Acne Information

For every acne sufferer, understanding the causes of acne and the mechanism by which it damages skin is an important step along the path towards controlling acne. All too often, acne sufferers get bogged down in the medical minutiae, whilst completely failing to grasp the essential bits of acne information required to manage and treat their own condition effectively.

Too Much Acne Information?

Acne sufferers seldom complain that there is a lack of information about acne. There are dermatology books, general medical books, acne pamphlets and acne websites galore. The real problem is that most sources of acne information are written by dermatologists for other dermatologists, or for general practitioners and medical students. For ordinary mortals, trying to make sense of medical tracts is about as easy as wading through waist-high treacle. It may be tempting for acne sufferers to rush round to the nearest medical bookshop and buy the biggest and most expensive textbook about acne available on the shelves. Please don't, for that is a path which leads to heartache and despair.

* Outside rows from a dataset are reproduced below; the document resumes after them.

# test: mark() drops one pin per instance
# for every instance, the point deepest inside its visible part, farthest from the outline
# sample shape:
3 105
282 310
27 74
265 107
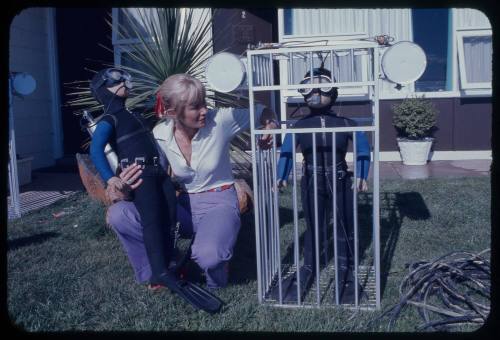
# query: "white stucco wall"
33 115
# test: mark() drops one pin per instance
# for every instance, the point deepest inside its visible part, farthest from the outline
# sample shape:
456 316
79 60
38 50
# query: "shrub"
414 118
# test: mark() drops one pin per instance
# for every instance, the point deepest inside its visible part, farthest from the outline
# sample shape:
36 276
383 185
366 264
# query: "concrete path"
48 187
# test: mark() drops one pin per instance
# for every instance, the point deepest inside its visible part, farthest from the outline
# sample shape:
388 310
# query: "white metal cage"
278 244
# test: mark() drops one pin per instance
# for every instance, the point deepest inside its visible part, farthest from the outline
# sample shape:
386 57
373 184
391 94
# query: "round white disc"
23 83
225 72
404 62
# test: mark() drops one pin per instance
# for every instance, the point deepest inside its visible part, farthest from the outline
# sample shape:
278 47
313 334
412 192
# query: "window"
430 31
475 58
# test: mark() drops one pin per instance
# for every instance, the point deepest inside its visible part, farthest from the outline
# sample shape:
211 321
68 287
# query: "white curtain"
470 18
395 22
478 57
328 21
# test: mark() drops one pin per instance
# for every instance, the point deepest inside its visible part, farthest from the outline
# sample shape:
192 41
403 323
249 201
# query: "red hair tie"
159 107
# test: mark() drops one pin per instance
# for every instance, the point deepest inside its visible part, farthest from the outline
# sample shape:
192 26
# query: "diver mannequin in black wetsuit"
155 197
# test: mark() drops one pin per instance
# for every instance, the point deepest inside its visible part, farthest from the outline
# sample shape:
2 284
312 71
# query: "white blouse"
210 161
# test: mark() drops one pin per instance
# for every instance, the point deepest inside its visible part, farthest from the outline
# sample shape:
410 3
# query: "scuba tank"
108 150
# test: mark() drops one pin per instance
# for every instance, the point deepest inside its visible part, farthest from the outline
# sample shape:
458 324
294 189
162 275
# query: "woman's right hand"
130 177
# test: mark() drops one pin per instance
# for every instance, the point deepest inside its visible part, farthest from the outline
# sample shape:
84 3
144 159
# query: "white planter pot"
415 152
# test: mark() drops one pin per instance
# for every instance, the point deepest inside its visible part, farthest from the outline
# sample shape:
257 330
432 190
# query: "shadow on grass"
30 240
394 208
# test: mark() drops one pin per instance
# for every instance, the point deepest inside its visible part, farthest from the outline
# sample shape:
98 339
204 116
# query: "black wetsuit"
345 229
155 198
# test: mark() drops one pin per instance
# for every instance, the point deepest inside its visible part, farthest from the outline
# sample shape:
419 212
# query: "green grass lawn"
70 273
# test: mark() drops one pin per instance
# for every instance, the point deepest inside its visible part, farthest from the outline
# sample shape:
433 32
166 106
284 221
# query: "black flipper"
191 292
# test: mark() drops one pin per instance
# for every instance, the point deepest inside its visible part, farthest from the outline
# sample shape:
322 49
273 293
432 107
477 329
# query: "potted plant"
414 119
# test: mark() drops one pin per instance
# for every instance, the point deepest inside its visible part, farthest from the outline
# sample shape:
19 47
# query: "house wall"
29 52
463 124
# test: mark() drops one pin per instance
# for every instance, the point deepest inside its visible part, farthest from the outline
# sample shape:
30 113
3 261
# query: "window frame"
282 37
460 35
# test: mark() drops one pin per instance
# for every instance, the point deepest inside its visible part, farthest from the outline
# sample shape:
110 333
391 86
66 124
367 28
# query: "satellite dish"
23 83
404 62
225 72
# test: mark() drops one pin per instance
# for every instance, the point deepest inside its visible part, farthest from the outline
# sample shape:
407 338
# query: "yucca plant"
169 41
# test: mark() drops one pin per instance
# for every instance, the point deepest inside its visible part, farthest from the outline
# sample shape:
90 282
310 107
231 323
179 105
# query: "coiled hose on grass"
449 291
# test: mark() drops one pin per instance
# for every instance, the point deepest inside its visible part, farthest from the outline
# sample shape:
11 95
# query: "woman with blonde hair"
196 142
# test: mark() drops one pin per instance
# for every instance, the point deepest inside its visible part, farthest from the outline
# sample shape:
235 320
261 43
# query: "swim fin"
194 294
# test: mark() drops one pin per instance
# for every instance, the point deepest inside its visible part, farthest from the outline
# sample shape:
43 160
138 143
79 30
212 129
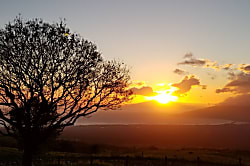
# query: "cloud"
180 72
144 91
186 84
191 60
244 67
239 83
237 100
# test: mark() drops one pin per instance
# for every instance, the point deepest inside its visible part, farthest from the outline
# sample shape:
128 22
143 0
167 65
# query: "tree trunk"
27 156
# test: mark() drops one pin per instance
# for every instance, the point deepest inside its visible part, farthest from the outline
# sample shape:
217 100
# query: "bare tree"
49 77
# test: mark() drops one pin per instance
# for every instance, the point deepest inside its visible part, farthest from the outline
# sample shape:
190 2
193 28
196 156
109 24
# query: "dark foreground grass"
133 157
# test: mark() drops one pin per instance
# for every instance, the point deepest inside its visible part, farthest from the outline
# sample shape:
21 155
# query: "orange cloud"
180 72
191 60
144 91
244 67
186 84
239 83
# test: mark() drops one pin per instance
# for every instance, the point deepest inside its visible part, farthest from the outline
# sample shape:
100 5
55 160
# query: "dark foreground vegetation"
76 153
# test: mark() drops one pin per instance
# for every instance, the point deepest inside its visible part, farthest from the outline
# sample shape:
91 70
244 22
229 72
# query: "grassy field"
133 156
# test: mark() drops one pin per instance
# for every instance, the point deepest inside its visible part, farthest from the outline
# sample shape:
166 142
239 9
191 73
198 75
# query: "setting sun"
163 97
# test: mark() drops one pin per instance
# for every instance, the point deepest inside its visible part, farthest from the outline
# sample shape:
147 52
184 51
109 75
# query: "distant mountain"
234 109
230 112
140 113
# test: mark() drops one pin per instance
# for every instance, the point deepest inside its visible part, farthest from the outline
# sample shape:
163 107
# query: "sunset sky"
184 50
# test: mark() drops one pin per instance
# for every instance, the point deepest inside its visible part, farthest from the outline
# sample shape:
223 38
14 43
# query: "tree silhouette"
49 77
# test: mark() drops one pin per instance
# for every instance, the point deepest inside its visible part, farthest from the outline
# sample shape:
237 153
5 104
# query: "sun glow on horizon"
164 97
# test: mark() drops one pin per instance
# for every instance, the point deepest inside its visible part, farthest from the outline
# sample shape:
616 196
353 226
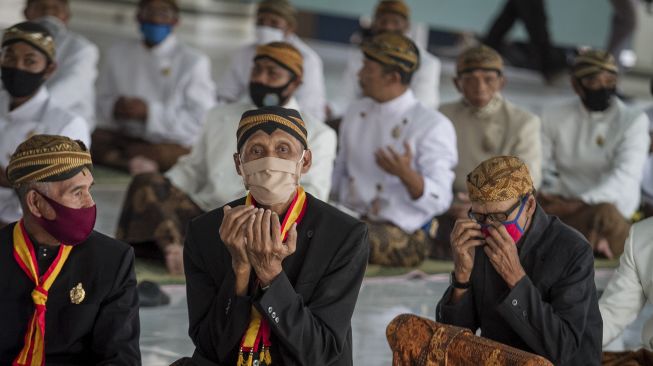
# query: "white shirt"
597 157
233 86
631 286
173 79
359 181
39 115
72 85
425 82
208 174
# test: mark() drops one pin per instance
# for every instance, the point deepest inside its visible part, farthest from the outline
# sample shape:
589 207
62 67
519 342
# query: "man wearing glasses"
486 125
594 150
153 94
522 277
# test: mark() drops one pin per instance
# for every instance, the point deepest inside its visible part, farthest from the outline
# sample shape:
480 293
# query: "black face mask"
19 83
597 100
267 96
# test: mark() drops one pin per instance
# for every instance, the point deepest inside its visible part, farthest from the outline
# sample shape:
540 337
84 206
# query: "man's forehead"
266 62
277 135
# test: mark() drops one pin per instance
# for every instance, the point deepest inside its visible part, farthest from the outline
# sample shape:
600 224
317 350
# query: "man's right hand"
232 233
465 237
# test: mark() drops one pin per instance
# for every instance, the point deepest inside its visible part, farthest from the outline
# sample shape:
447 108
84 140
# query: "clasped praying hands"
253 237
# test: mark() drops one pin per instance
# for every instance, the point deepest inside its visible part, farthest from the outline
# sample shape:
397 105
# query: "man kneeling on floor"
272 278
521 276
68 292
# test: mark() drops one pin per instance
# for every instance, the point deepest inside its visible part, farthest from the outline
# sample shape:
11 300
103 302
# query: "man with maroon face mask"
278 266
522 277
27 61
69 294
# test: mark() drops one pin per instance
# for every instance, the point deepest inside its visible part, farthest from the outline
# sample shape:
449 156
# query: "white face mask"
265 34
271 180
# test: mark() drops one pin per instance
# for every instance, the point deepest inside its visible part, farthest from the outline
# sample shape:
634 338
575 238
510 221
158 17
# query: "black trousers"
533 15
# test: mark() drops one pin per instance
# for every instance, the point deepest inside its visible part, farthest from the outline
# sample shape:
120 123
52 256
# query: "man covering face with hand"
69 292
272 278
521 276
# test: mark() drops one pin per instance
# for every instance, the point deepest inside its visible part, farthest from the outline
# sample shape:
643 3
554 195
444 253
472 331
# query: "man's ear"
531 205
237 163
308 161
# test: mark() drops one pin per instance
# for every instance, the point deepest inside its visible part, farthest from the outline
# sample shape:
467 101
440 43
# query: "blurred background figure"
73 84
152 95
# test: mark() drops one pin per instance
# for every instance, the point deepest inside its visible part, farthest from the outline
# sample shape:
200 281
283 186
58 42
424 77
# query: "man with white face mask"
276 22
391 16
204 179
278 265
73 84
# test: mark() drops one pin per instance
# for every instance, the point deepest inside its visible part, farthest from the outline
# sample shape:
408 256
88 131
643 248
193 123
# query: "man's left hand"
502 252
394 163
265 247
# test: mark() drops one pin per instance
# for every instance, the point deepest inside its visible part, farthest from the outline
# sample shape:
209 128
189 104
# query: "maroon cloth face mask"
72 226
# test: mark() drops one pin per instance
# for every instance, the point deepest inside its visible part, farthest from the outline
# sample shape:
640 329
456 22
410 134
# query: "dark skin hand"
232 233
265 247
399 165
503 255
127 108
558 204
465 237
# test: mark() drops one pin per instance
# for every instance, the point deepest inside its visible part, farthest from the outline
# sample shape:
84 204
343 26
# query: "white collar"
615 105
165 47
399 104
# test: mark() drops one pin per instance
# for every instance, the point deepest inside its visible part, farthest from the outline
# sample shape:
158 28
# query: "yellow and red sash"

Avoid Dermatology Textbooks

It may seem strange that someone extolling the benefits of understanding acne should be advising acne sufferers to avoid the primary source of acne information. The following short extract should illustrate some of the dangers of reading dermatology textbooks.

Acne may thus be considered to be due to cohesive hyperkeratinization of the lower part of the hair follicle. Cytoplasmic organelles called membrane coating granules which appear to contain hydrolytic enzymes are necessary for the normal desquamation of keratin, and these granules are known to be sparse in comedones experimentally induced by the application of free fatty acids.

This piece was taken not from an specialist acne textbook, but from an introduction to dermatology written for medical students. To someone who understands medical speak it is perfectly clear and understandable, but the general reader is likely to be left feeling dazed and confused. Worse still, dermatology textbooks are extravagantly illustrated with pictures of acne. Not just the pictures of the type of acne you or I might suffer from, but of the very severest cases of acne and of the rarest and worst types of acne complications. Avoid acne textbooks and you avoid the risk of being left dazed, confused and terrified.

Demystifying Acne

The role of the Acne Control site is to bridge the gap between the complex medical information about acne required by doctors and the sort of information that it is important for an individual acne sufferer to know. Its something akin to a medical translation and abstraction service, separating the acne facts from the acne myths, the wheat from the chaff, in order to present essential acne information in a form which acne sufferers will find clear and easy to digest.

Medical Terminology

It would be tempting to think you could write an explanation of acne without using any medical terminology, but sadly many acne related terms carry a precise medical meaning which ordinary language has difficulty conveying. In the same way that eskimos have over 30 different words for snow of different types, so dermatologists have so many different words for types of spots - papules, pustules, comedones, blackheads, whiteheads etc. - that they never feel the need, as you or I might, to refer to then simply as zits. Whenever Acne Control introduces an exotic medical term, its meaning will be explained either directly in the accompanying text or via a link to the glossary of acne terms.

Understanding Acne

The aim of the acne information section of the site is not to overburden you with information about acne, but to provide sufficient information to allow an real understanding of acne. The two questions critical to an acne sufferer's understanding of their condition are What is acne? and What causes acne? Understand these two key aspects of acne and you are well placed to tackle other more complex issues relating to acne care and to make important decisions about your own acne treatment.